# To show or not to show?



## Axel13 (Jun 23, 2014)

I have done a lot of thinking about wether or not I should show my newest addition (10 weeks old Sheltie). He was sold to me as in his first few weeks the breeder thought he may be to big and that his sister had more potential but when I went to get him she said that he may have the makings of a show dog after all. She said that if he makes the grade she would like for me to show him. The thing is how do I know if he has made the grade? How do I know if he would be competitive? Do I wait until he is say 8+ months old before I know for sure? 

Just like with obedience I would like to have him in the ring early on to get him used to it. So I would like to start showing him once he is old enough.


----------



## dogfaeries (Feb 22, 2010)

I love to show, so I say go for it! Find someone (is your breeder near?) to mentor you, and start working with teaching your little guy to stack. Make it FUN.


----------



## Axel13 (Jun 23, 2014)

dogfaeries said:


> I love to show, so I say go for it! Find someone (is your breeder near?) to mentor you, and start working with teaching your little guy to stack. Make it FUN.
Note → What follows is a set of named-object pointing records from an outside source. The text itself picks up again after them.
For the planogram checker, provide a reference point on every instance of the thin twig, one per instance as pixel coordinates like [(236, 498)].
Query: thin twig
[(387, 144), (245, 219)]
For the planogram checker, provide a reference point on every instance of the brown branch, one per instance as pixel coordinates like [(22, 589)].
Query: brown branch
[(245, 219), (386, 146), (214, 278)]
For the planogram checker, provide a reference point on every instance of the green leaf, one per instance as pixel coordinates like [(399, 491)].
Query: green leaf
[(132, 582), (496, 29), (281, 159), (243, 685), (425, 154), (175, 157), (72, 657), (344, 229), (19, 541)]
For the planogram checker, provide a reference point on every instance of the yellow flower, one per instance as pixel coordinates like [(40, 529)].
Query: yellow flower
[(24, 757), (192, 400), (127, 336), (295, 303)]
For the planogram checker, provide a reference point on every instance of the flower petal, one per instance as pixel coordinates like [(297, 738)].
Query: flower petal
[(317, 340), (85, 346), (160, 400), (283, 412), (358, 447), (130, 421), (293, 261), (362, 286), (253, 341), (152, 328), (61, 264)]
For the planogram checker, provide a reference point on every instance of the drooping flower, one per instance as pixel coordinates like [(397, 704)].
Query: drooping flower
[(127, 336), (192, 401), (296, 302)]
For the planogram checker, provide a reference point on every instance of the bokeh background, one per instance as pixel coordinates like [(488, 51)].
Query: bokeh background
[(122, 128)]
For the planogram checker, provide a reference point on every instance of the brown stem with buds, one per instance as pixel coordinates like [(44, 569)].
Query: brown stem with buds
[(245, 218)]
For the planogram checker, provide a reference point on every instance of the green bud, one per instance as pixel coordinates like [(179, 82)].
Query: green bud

I might give it a try and see is I like it or not. I went to watch a show recently and found the atmosphere very hostile and I even had a snide remarks over Simbas ears not being correct. I am sure that 95% of people are lovely and I just happened to stand beside the wrong crowd :crazy:

I will do my best to make it fun  If he isn't having fun then I am doing something wrong  Thanks for the reply!


----------



## gsdheeler (Apr 12, 2010)

I agree with Dogfaeries, keep in touch with your breeder, it wouldn't hurt to get yourself to a few shows to watch the sheltie classes, just to see what the judges are putting up, you can also watch how the breed is handled and meet other sheltie show folk. Also ask people what they are doing for grooming. Whe he's a bit older you can look for fun matches too. Make sure you get your pup out, and make it a game. Best of luck.


----------



## gsdheeler (Apr 12, 2010)

Check with your breeder ASAP about the ears. I know some weight them to make them tip.


----------



## gsdlover91 (Jul 21, 2012)

Just go for it. Showed both my dogs with zero experience basically. Showed my WL female at the USCA Sieger Show this year at 6 months old and she placed VP2 - was fun and a great experience.


----------



## wyominggrandma (Jan 2, 2011)

Raised and showed Shelties for 20 plus years. It is a very hard breed to win in, lots of handlers now than ever before. 
The only thing you can do is start immediately training the ears, your breeder should be happy to help you with this .Glueing them is the easiest to do, the breeder can show you how to do it. I used to start glueing ears at 8 to 10 weeks and all through teething. . They have to stay glued down the tips and glued together on his head to get them up on top of the skull They have to have the correct tip. Watch his size and see how he grows. Are his parents Champions? How long has the breeder being involved in Shelties? 
I will be honest. I finally got out of Shelties because it was a very "clicky" group no matter where you are. And you are right, very hostile. I just got tired of the backstabbing and unhappy people ,plus it has very much turned into a hander breed. 
Be prepared to spend hours grooming the coat, adding stuff to make the ruff stand up around the head and neck, lots of "ratting" coat on the neck to get the correct look,hocks have to be trimmed just right, hair on back has to lay down flat. You won't ever get anywhere trying to show "natural" will just be a points filler for someone else. I am not trying to discourage you, but just be prepared. Also, to finish a Sheltie these days unless you have a super puppy, you are probably talking 5000 or more from start to finish. Very very hard breed to finish a champion. Huge entries so it takes a lot to make majors. Not sure where you are located,but there are good folks out there , you just have to find them. Hopefully your breeder will mentor you, train you to groom and help you finish your puppy. Would love to know his breeding.


----------



## dogfaeries (Feb 22, 2010)

I estimated it was about $5000 to finish Carly, so that sounds about right, and I didn't show that often because I just couldn't afford it. Since I showed her in limited showing, it took exactly one year from first point to finishing. She's a nice bitch and finished with three majors. 

AKC offers an Amateur Owner Handler class that professional handlers aren't allowed to show in. Of course if you win your class, you're back in for Winners with the handlers. 

Your breeder should be able to steer you in the right direction!


----------